Was Vanaman not demoted from Brigadier to Colonel after the war for compromising the Ultra secret ?

A staff officer in his position should never have been given permission to fly a combat mission over enemy territory.
2. Jim Philpit says:
29 Aug 2010 02:05:35 PM

In response to comments of "Anonymous" on 13 Feb 2010, the answer is no, Brig Gen Vanaman was not demoted. General Vanaman never revealed nor compromised Ultra to the Germans and the secret remained safe throughout World War II. Following his repatriation as a POW, Brig Gen Vanaman returned to duty and was later promoted to Major General. He retired from the US Air Force as a Major General on 31 May 1954. Source is:
3. Airman says:
8 Nov 2010 07:01:04 PM

Gen. Vanaman never compromised ULTRA. He would tape his mouth shut at night so he would never mention any state secrets in sleep.
He also trained his mind to completely forget ULTRA he was so successful that when liberated, he had no idea what ULTRA even was.
A true Airman and American.
4. Wcatholic says:
26 Nov 2013 04:16:17 PM

Interesting that Vanaman would have an SS (SD?)escort for his mission. As an allied airman POW wouldn't he be the responsibility of the Luftwaffe?
5. Anonymous says:
21 Jun 2016 08:46:19 AM

He never spoke of the ultra to his capture. He was a good man. Arthur was my good friends grandfather.

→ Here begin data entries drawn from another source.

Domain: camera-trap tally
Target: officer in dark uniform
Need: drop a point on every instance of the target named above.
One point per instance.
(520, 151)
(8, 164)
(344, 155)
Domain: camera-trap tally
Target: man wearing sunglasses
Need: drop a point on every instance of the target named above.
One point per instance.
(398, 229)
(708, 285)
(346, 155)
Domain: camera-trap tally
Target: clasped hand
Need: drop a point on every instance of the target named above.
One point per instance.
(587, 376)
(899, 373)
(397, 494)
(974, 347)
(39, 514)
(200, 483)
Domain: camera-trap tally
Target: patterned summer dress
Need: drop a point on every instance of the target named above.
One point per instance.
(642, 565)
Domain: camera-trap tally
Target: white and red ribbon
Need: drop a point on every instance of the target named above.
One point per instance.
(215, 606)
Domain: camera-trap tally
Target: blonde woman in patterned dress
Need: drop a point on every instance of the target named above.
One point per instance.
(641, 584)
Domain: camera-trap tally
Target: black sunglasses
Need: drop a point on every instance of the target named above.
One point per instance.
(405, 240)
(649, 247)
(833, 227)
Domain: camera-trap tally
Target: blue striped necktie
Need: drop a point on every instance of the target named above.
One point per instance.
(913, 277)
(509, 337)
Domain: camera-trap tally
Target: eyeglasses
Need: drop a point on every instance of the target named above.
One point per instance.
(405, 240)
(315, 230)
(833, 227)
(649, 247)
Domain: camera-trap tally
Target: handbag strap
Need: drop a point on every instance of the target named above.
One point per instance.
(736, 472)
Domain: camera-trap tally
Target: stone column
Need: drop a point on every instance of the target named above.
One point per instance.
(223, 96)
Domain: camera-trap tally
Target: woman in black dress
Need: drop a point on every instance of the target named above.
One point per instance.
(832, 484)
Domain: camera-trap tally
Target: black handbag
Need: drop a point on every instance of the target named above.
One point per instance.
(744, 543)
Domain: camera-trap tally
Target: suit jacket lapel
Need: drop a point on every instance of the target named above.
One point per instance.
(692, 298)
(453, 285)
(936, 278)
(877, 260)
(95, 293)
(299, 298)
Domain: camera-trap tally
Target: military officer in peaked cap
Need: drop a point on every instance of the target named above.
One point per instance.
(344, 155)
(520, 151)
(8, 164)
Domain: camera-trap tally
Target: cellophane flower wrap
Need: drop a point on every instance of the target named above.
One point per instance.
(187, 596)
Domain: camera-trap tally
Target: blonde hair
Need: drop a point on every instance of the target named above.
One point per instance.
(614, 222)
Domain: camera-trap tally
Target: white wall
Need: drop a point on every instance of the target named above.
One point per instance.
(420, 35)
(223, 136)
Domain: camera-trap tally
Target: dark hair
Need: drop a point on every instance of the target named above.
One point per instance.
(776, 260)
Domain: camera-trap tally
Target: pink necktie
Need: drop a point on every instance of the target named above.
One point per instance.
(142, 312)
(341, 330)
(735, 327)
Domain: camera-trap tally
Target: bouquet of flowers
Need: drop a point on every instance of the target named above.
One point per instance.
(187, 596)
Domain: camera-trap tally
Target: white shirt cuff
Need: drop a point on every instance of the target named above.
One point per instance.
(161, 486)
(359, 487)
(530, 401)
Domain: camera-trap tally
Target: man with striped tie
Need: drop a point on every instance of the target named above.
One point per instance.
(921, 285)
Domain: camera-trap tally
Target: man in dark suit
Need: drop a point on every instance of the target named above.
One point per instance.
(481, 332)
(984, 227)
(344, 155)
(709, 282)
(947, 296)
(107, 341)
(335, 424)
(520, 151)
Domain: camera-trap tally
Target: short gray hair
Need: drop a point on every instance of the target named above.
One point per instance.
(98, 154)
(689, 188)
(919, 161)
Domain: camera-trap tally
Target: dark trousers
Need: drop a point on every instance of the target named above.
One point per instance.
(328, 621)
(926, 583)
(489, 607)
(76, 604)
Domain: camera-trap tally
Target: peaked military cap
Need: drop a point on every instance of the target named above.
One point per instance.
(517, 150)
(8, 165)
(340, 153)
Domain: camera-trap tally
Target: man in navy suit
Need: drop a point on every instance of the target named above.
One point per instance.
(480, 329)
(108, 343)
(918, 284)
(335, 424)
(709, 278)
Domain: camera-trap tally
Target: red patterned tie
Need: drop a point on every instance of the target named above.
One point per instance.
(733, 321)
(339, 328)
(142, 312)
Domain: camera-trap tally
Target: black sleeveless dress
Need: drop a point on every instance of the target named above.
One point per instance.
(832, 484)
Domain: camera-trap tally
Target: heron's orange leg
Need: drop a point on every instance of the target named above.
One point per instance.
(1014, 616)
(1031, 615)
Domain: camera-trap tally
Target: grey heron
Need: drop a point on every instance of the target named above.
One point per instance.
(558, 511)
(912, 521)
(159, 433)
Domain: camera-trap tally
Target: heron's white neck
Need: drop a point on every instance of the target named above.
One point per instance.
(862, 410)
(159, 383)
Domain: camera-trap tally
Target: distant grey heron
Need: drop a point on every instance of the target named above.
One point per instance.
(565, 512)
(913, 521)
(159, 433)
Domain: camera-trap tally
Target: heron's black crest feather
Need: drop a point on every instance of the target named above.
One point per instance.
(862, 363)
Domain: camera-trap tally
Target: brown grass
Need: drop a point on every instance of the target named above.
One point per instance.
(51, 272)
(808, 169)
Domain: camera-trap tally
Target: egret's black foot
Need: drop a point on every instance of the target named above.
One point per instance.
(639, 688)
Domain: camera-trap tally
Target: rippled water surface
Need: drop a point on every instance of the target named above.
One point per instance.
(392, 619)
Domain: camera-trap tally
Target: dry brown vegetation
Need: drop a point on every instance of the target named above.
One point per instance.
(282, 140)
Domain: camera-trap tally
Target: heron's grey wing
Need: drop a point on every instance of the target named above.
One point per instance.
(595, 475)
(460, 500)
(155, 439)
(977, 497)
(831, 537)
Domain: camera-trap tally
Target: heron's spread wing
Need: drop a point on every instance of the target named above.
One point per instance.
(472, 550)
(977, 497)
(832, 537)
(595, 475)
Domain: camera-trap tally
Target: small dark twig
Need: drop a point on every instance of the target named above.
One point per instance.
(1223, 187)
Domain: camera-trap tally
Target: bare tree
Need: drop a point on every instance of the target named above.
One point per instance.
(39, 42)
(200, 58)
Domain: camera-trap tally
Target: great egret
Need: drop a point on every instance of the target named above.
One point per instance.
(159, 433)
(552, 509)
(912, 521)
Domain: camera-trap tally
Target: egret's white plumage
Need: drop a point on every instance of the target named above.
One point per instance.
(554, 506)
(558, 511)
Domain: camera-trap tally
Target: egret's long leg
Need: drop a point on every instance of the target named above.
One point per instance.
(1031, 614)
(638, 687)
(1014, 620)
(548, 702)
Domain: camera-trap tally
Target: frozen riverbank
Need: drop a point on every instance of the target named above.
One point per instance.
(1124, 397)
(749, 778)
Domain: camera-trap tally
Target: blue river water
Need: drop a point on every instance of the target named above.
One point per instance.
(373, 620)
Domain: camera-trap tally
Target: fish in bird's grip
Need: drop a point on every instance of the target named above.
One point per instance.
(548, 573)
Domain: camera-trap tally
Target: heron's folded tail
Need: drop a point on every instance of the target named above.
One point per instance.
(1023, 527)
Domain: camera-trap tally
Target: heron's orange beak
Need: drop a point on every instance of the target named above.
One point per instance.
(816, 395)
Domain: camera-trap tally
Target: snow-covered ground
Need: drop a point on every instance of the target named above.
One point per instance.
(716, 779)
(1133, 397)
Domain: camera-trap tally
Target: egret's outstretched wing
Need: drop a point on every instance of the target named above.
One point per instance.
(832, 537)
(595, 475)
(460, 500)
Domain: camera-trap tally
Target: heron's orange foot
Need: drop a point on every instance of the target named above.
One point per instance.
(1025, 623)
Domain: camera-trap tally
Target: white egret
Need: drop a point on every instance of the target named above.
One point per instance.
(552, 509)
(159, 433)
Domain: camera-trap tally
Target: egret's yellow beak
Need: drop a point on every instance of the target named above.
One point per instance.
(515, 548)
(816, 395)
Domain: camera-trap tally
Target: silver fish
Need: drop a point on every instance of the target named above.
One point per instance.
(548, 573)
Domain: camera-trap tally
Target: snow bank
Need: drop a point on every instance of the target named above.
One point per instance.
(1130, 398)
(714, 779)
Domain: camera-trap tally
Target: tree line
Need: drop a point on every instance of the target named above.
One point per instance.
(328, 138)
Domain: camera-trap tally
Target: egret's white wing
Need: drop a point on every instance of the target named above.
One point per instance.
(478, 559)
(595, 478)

I remember that he was so serious about everything except the times that only Arthur, Arthur the 3rd and myself were visiting. This is the only times he showed his fun and humorous side.
6. Jamie's Son says:
6 Dec 2016 12:32:19 PM

My father was the pilot of the B17 the general jumped from. It was a " milk run". Their new G model replaced my Dad's F model "Stump Jumper" that was being repaired after the day before's bombing run. Over Germany they took flack thru the right wing which immediately caught on fire. After shutting off the two right engines, my Dad ordered everyone off the plane, including the General. After that he made 3 attempts of jumping out but the plane immediately went to inverted spins so he couldn't climb up and out.
On his last try someone said " the fire's out!". It turns out 2 other crewmen had gone to the back of the plane to remove the tail gunner who had been knocked out. They never heard the bail out.
They leaned out the 2 remaining engines, dumped everything possible off the plane, including the bombs, and barely made it back. The army wasn't happy about that, as Vanaman was one of the few Americans aware of the enigma code.